Serie: The gold

ESTRENO EN FILMIN

El cine (y la televisión) cuya temática central es un atraco tiene, por supuesto, una larga y, en general, fecunda trayectoria. A vuela pluma recordaremos algunos títulos, como los clásicos Rififí, de Jules Dassin, y su sátira (igualmente estupenda) Rufufú, de Monicelli, por no hablar de Atraco perfecto, la primera gran película de Kubrick, o La cuadrilla de los once, de Lewis Milestone, o, ya en los años noventa, la iniciática Reservoir dogs, de Tarantino. Más recientemente, en este siglo XXI, podríamos recordar títulos como La casa de papel, de Álex Pina, que ha hecho escuela, Plan oculto, de Spike Lee, o la aerodinámica Baby driver, de Edgar Wright, entre otros muchos.

La peculiaridad de esta The gold radica en el hecho de que, de sus 12 capítulos (en dos temporadas de 6 episodios cada uno), el atraco realmente solo ocupa una parte (y más bien pequeña…) del primero de ellos, siendo por tanto su tema no tanto ese atraco como sus consecuencias, en una historia verídica, aunque, obviamente, adobada adecuadamente para hacerla más atractiva para el público, e inventándose y rellenando aquellos pasajes que se desconocen, como se indica expresamente al comienzo de cada capítulo. 

La acción de la serie se inicia el 26 de noviembre de 1983; vemos entonces cómo 6 hombres armados entran en un depósito junto al aeropuerto, llamado Brink’s-Mat, buscando llevarse un millón de libras, pero en su lugar se encontraron 26 millones en lingotes de oro, en un cargamento cuya existencia desconocían los asaltantes. Arramblan con todo y escapan. En Scotland Yard encargan a la llamada Brigada Móvil la investigación de este atraco, aunque los altos mandos policiales son reticentes a ello. Al frente del equipo se sitúa Boyce, un policía veterano, inflexible y tenaz, y a sus órdenes estarán dos inspectores, hombre y mujer. Los tres liderarán la búsqueda de los atracadores y lo que posteriormente se demostrará más importante, la transformación de los lingotes en dinero, cosa complicada de hacer para los cacos, pero también de descubrir para los policías.
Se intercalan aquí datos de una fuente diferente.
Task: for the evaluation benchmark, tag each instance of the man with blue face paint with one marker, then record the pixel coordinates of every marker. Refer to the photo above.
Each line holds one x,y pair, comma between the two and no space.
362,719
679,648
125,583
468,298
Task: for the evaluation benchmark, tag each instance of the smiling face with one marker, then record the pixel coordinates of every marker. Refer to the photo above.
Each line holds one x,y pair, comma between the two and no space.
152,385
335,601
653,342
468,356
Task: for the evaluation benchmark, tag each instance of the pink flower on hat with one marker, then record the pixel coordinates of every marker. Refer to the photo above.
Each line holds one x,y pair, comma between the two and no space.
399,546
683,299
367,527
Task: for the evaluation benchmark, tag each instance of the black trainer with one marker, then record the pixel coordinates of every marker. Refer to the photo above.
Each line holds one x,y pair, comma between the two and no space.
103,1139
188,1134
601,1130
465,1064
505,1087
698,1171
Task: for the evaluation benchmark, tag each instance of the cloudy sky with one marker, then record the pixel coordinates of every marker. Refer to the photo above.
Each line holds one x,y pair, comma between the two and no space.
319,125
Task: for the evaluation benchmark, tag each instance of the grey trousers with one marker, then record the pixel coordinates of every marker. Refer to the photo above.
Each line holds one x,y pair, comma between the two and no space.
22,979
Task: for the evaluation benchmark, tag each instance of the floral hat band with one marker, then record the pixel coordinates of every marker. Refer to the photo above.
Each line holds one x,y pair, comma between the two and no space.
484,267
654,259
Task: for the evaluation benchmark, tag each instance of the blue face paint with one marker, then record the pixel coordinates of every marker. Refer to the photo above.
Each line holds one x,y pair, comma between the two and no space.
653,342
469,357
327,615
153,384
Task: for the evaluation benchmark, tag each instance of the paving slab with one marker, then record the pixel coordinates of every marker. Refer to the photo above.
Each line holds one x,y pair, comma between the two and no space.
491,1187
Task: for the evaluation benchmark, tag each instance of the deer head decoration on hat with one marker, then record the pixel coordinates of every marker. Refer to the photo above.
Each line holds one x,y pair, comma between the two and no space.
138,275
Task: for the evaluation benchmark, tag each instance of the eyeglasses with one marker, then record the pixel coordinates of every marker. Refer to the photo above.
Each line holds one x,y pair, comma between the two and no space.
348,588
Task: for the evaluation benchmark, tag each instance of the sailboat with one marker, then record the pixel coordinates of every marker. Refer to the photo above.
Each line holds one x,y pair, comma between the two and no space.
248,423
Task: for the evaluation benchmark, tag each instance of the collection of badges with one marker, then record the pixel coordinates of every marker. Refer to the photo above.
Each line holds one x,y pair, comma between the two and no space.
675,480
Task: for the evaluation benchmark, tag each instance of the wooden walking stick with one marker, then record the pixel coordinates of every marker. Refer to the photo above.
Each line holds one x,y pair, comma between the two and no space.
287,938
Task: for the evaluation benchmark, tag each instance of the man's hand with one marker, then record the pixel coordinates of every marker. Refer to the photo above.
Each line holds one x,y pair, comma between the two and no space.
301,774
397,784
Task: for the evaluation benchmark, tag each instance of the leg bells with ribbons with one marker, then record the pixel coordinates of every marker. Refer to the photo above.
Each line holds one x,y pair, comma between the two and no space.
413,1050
Con producción anglo-norteamericana, se han aliado para la ocasión dos grandes que aportan sus propias cualidades: Paramount, la amenidad y capacidad para interesar al espectador del gran cine USA, y la BBC la elegancia, la solvencia y el rigor. Con estos mimbres lo cierto es que era difícil fallar… y no se ha fallado. En nuestra opinión, The gold es una afortunada mezcla de thriller y (asómbrense…) mirada social, porque resulta que, aparte de la poderosa intriga que se presenta (siempre con los ropajes de la sutileza y el buen hacer), hay una evidente visión sobre ricos y pobres, sobre desheredados de la fortuna y gente de buena cuna, con una moraleja que, en el fondo, no deja de ser descorazonadora: el ascensor social mediante métodos legales sería una falacia, solo se podría conseguir a través del crimen o, al menos, de la ilegalidad. Es posible que esto no sea, en el fondo, sino una simplificación que vendría bien para la serie, aunque no sea del todo cierta (queremos creer que es “poco” cierta), pero el mero hecho de la difícil ascensión social en nuestro tiempo (bueno, en cualquier otro…) hace que el mensaje que se manda con este audiovisual no sea banal, ni mucho menos.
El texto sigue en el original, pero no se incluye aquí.